Agrigento. «Così diamo sepoltura ai corpi dei migranti recuperati in mare»
La sepoltura dei naufraghi
Era il 23 novembre quando una barca carica di migranti si rovesciò di fronte all’Isola dei conigli, a Lampedusa. Un barchino di appena dieci metri che, secondo quanto raccontato dai 149 sopravvissuti tratti in salvo da Guardia costiera e Guardia di Finanza, era occupato da 170 persone partite dalla Libia. Cinque i corpi immediatamente recuperati, tutte donne; ma col passare dei giorni i sommozzatori della Guardia costiera riescono a trovarne altri sette. Un ottavo, individuato a 40 metri di profondità, verrà ripescato nei prossimi giorni, appena il mare lo permetterà. Nei giorni scorsi sei di quelle salme, tutte di donne, sono state affidate a tre Comuni della provincia di Agrigento: Montevago, Santo Stefano Quisquina e Santa Elisabetta. Due corpi per ciascuno. Ai primi cittadini, insieme alle bare, è stata consegnata l’autorizzazione al trasporto e al seppellimento; un documento scarno che però suona come un vero pugno allo stomaco: «Cadavere di sesso femminile, età stimata tra i 18 e i 25 anni, peso stimato tra i 40 e i 50 kg, indossa indumenti bagnati con presenza di alghe marine. Presenza di schiuma di colore bianco misto a sangue fuoriuscente dalle narici e dalla bocca. Decesso per verosimile annegamento in mare».

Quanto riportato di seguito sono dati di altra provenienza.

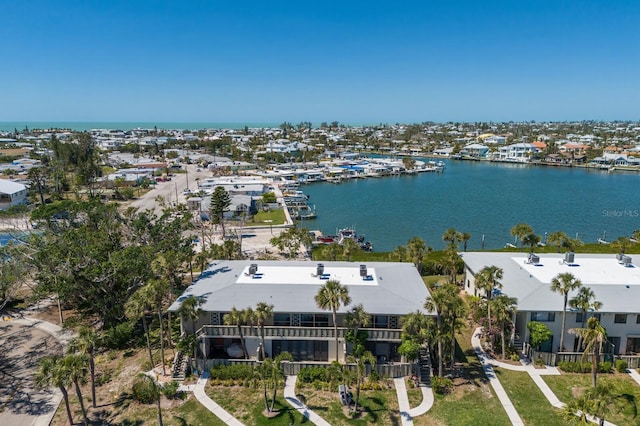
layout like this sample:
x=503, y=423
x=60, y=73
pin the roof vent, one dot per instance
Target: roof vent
x=363, y=271
x=569, y=257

Un numero e questa descrizione, nulla più. Allora don Giuseppe Alotto ha pensato di 'battezzare' Maria e Concetta le due donne deposte nel cimitero di Santo Stefano Quisquina, durante la celebrazione nella chiesetta in cui le salme sono state benedette. A rendere l’ultimo omaggio alle due giovani nessun parente, nessun genitore, nessun fidanzato o marito... «Questa mattina – scrive il sindaco Francesco Cacciatore – abbiamo accolto le due salme senza nome, solo numeri. È un atto di solidarietà e di civiltà per una degna sepoltura. Non potevamo negare loro anche il diritto alla dignità». La chiesetta è rimasta aperta tutto il giorno per consentire di rendere omaggio con una preghiera alle due morte, «perché – come ha spiegato il sindaco – siamo la loro famiglia».

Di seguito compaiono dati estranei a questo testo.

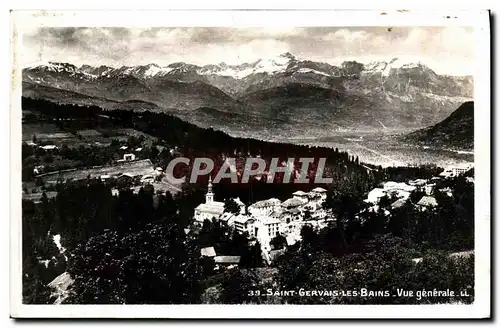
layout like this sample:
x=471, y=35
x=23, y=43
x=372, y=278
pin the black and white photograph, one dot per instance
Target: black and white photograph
x=322, y=164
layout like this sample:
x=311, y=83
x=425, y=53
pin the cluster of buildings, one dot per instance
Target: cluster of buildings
x=266, y=219
x=399, y=192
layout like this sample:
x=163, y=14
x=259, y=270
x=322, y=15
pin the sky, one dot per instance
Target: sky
x=446, y=50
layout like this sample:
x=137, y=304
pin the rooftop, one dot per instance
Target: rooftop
x=225, y=259
x=208, y=252
x=266, y=203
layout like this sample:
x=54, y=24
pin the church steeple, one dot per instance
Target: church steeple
x=209, y=196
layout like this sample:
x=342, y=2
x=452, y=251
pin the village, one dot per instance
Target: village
x=267, y=219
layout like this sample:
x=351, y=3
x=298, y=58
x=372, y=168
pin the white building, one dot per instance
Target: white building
x=210, y=209
x=318, y=192
x=265, y=207
x=129, y=157
x=455, y=171
x=244, y=223
x=271, y=226
x=241, y=205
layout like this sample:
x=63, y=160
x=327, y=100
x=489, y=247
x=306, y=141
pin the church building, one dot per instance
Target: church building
x=210, y=209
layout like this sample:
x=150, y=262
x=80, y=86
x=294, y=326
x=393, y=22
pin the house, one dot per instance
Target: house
x=105, y=177
x=240, y=204
x=147, y=179
x=264, y=207
x=293, y=203
x=208, y=252
x=399, y=203
x=429, y=188
x=49, y=147
x=455, y=171
x=227, y=218
x=271, y=226
x=226, y=261
x=129, y=157
x=417, y=182
x=60, y=286
x=299, y=194
x=319, y=192
x=38, y=169
x=244, y=223
x=374, y=195
x=210, y=209
x=427, y=202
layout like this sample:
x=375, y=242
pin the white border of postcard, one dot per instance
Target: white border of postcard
x=25, y=20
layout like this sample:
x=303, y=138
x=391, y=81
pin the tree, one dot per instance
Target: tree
x=278, y=242
x=155, y=266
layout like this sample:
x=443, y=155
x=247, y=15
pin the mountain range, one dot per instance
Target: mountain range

A Montevago l’accoglienza delle due bare ha visto in prima fila i ragazzi della scuola media 'Tenente Giuffrida', tante donne e il sindaco Margherita La Rocca: «Non è stato possibile identificarle. So soltanto che sono figlie di questo Mediterraneo che ingoia e porta morte anziché essere un ponte di vita. Finché avremo posto e ci verrà chiesta disponibilità noi accoglieremo e daremo loro una degna sepoltura nel nostro cimitero».
Un fiore, una preghiera recitata a labbra strette per le due sconosciute. «Queste due giovani donne avevano dei sogni che non potranno più realizzare – ha scritto un’alunna –. Penso ai genitori, chissà se lo sanno, chissà quando le hanno salutate per l’ultima volta… Penso a quanto io sia fortunata a vivere in un ambiente tranquillo e pacifico dove non c’è il rischio di scappare per sopravvivere».

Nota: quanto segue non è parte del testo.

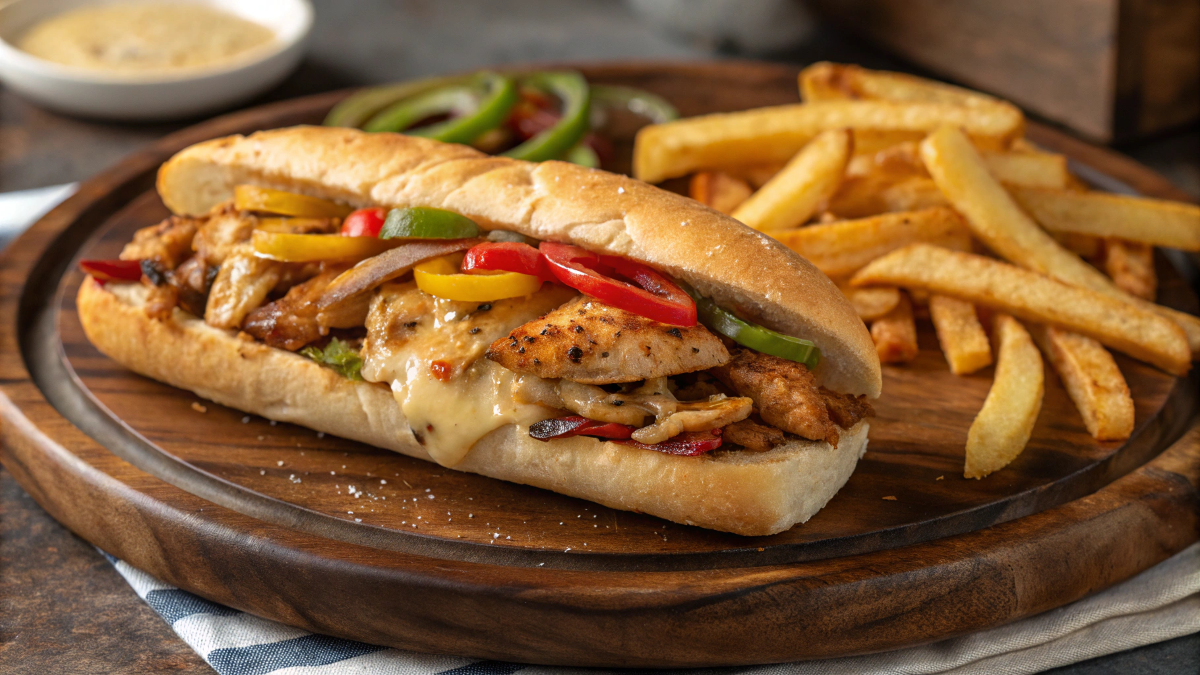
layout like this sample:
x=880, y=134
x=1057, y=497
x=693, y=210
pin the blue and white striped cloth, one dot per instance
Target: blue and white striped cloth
x=1158, y=604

Se il mare lo permetterà, con la nave che in estate riporta i turisti alla terraferma dovrebbero giungere presto anche gli altri 7 corpi recuperati dai sommozzatori. Tre di loro troveranno accoglienza nel cimitero di Caltanissetta, altri quattro verranno tumulate nella fossa comune del cimitero di Agrigento.
Accoglienza: la parola è risuonata spesso nelle celebrazioni con cui sono state salutate le salme di troppi migranti annegati nel Mediterraneo. A qualche morto è stato possibile attribuire un nome, aggiungere una foto; per altri non si è potuto andare oltre un numero o un nome di fantasia. Talvolta le bare sono state persino ospitate all’interno delle cappelle di famiglia. E se purtroppo non è stato possibile farlo in altro modo, anche così si può «restare umani».